AppLovin completes sale of mobile gaming subsidiaries for $400 million and equity stake

Published 01/07/2025, 13:18
AppLovin completes sale of mobile gaming subsidiaries for $400 million and equity stake

AppLovin Corporation (NASDAQ:APP), a technology company with impressive gross profit margins of nearly 78% and annual revenue exceeding $5.1 billion, announced Monday that it has completed the sale of certain wholly owned subsidiaries engaged in its mobile gaming business to Tripledot Group Holdings Limited and its affiliates. The transaction closed on June 30, 2025.

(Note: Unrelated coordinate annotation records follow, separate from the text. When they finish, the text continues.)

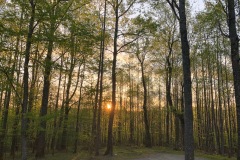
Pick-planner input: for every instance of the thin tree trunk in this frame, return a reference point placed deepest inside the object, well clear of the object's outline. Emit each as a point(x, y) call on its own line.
point(234, 40)
point(25, 81)
point(109, 150)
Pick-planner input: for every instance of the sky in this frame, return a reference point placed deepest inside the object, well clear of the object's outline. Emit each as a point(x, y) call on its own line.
point(197, 5)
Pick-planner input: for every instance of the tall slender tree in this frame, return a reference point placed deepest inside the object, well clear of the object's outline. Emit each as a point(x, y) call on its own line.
point(180, 13)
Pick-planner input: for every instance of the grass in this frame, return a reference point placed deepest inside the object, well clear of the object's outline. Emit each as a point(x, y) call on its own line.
point(123, 153)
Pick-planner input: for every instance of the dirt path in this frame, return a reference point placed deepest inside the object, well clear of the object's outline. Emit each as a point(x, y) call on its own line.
point(165, 156)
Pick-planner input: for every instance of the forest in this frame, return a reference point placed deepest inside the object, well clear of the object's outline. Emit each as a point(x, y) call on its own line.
point(95, 74)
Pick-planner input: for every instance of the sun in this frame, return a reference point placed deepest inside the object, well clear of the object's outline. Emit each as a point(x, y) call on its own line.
point(109, 106)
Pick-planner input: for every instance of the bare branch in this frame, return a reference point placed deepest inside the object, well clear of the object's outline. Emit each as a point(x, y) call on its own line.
point(174, 5)
point(125, 44)
point(127, 9)
point(220, 28)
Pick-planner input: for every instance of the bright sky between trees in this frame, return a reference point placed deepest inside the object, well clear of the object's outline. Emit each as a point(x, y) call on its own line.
point(196, 5)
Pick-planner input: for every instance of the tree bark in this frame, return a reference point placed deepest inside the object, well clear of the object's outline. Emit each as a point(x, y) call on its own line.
point(234, 40)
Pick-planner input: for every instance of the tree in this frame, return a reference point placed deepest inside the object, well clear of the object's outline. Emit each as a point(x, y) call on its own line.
point(179, 11)
point(234, 40)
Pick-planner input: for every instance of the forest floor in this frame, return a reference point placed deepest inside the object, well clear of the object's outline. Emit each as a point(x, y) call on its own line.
point(155, 153)
point(128, 153)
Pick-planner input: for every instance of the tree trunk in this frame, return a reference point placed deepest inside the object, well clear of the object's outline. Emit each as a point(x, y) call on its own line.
point(25, 81)
point(188, 113)
point(234, 40)
point(109, 150)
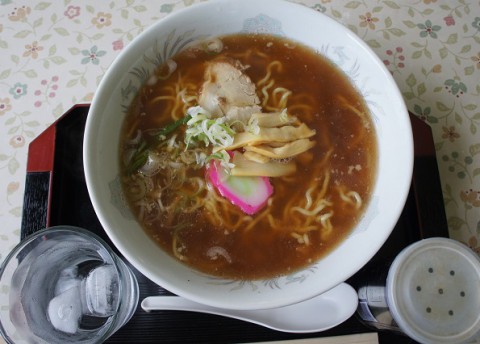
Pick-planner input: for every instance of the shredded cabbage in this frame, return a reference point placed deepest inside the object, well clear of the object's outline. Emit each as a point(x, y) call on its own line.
point(202, 128)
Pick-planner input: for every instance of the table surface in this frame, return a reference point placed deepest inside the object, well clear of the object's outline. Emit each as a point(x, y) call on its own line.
point(55, 53)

According to a statement in a U.S. Securities and Exchange Commission filing, the consideration for the sale included $400 million in cash, subject to closing adjustments, as well as ordinary shares of Tripledot representing approximately 20% of Tripledot’s fully diluted equity capitalization at the time of closing. No promissory note was issued as part of the purchase consideration.

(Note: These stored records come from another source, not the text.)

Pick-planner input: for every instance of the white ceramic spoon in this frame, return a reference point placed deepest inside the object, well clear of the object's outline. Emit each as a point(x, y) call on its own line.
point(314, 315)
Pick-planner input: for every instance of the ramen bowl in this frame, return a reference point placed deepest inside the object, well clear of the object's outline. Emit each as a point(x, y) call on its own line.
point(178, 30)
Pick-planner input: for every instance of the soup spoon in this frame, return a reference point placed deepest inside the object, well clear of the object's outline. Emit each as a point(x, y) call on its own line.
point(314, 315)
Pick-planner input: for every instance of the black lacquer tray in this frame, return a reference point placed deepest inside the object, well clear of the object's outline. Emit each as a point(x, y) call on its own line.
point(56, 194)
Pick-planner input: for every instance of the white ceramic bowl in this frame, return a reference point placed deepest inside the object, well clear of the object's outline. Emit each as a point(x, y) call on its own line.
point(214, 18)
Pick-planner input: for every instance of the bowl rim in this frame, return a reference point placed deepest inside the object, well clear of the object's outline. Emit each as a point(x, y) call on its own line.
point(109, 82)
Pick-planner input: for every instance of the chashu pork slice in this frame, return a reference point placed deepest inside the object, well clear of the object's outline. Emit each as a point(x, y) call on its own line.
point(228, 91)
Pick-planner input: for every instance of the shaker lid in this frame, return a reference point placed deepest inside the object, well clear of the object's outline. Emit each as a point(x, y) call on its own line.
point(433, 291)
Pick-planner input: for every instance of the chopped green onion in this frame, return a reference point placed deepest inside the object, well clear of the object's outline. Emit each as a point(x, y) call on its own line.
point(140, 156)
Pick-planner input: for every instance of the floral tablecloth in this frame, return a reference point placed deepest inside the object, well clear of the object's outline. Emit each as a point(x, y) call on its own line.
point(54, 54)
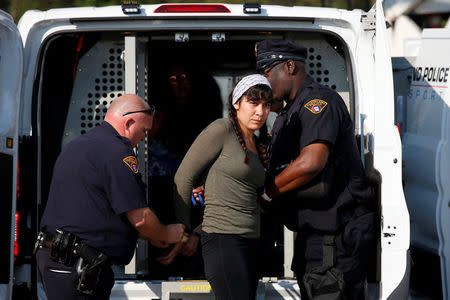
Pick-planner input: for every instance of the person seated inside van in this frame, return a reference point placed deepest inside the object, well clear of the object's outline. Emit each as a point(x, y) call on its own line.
point(187, 99)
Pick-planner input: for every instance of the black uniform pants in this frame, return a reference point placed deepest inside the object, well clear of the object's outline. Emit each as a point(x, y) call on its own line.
point(60, 282)
point(355, 248)
point(231, 265)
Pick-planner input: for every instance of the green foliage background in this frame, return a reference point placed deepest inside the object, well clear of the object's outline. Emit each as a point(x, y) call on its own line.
point(17, 7)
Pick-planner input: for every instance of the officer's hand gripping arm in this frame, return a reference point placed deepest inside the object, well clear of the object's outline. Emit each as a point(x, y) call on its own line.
point(149, 226)
point(303, 169)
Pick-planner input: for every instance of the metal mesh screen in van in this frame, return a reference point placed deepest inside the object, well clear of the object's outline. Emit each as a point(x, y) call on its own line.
point(325, 65)
point(99, 80)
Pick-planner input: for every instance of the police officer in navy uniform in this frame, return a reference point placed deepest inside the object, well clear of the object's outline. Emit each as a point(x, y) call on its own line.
point(97, 198)
point(312, 135)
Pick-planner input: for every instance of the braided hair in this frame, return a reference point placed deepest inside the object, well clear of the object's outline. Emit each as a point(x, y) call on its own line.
point(255, 93)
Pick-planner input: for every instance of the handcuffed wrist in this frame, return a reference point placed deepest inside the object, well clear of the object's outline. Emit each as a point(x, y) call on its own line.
point(265, 197)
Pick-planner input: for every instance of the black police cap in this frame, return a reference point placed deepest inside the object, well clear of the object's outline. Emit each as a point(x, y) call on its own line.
point(270, 52)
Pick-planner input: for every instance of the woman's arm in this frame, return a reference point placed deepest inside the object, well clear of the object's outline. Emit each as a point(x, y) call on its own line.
point(202, 154)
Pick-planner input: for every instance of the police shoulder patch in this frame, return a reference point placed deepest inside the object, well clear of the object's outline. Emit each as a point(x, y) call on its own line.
point(316, 106)
point(131, 162)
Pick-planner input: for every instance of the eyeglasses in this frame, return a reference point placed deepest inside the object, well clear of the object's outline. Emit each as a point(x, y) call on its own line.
point(266, 71)
point(150, 111)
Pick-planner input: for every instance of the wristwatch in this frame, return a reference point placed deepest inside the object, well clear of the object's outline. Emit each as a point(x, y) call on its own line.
point(265, 197)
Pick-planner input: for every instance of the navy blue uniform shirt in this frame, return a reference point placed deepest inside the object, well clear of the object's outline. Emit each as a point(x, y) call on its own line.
point(317, 114)
point(95, 181)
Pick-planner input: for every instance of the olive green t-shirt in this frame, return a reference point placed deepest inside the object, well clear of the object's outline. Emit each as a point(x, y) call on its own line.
point(230, 187)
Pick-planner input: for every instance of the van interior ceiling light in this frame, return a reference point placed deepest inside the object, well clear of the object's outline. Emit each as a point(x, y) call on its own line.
point(131, 8)
point(192, 8)
point(252, 8)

The agreement was amended on June 30 to allow Tripledot to pay the cash portion directly, rather than through a secured promissory note, at its election. The transaction involved AppLovin and its subsidiaries Morocco, Inc. and AppLovin GmbH as sellers, and Tripledot, Eton Games, Inc., and Tripledot Group Holdings Limited as purchasers.

AppLovin is incorporated in Delaware and is headquartered in Palo Alto, California. The company’s Class A common stock is listed on the Nasdaq Stock Market under the symbol APP.

This report is based on a statement in an SEC filing.

In other recent news, AppLovin Corp has seen several analyst firms adjust their price targets and ratings based on various strategic developments. Piper Sandler raised its price target to $470, maintaining an Overweight rating, citing strong supply growth despite mixed supply-side metrics. They noted a decrease in new SDK additions, attributing it to gains by AdMob. Morgan Stanley (NYSE:MS) also increased its price target to $460, expressing optimism about AppLovin’s plan to sell its apps segment, which they believe will enhance shareholder value without impacting future earnings. Oppenheimer reaffirmed an Outperform rating with a $500 price target after meetings with AppLovin’s executives, highlighting confidence in the company’s growth outlook and market share. Meanwhile, Jefferies maintained a Buy rating and set a price target of $530, with plans to discuss AppLovin’s advertising performance compared to Meta (NASDAQ:META) and Google (NASDAQ:GOOGL) in an upcoming expert call. These recent developments reflect a positive sentiment among analysts regarding AppLovin’s strategic moves and future prospects.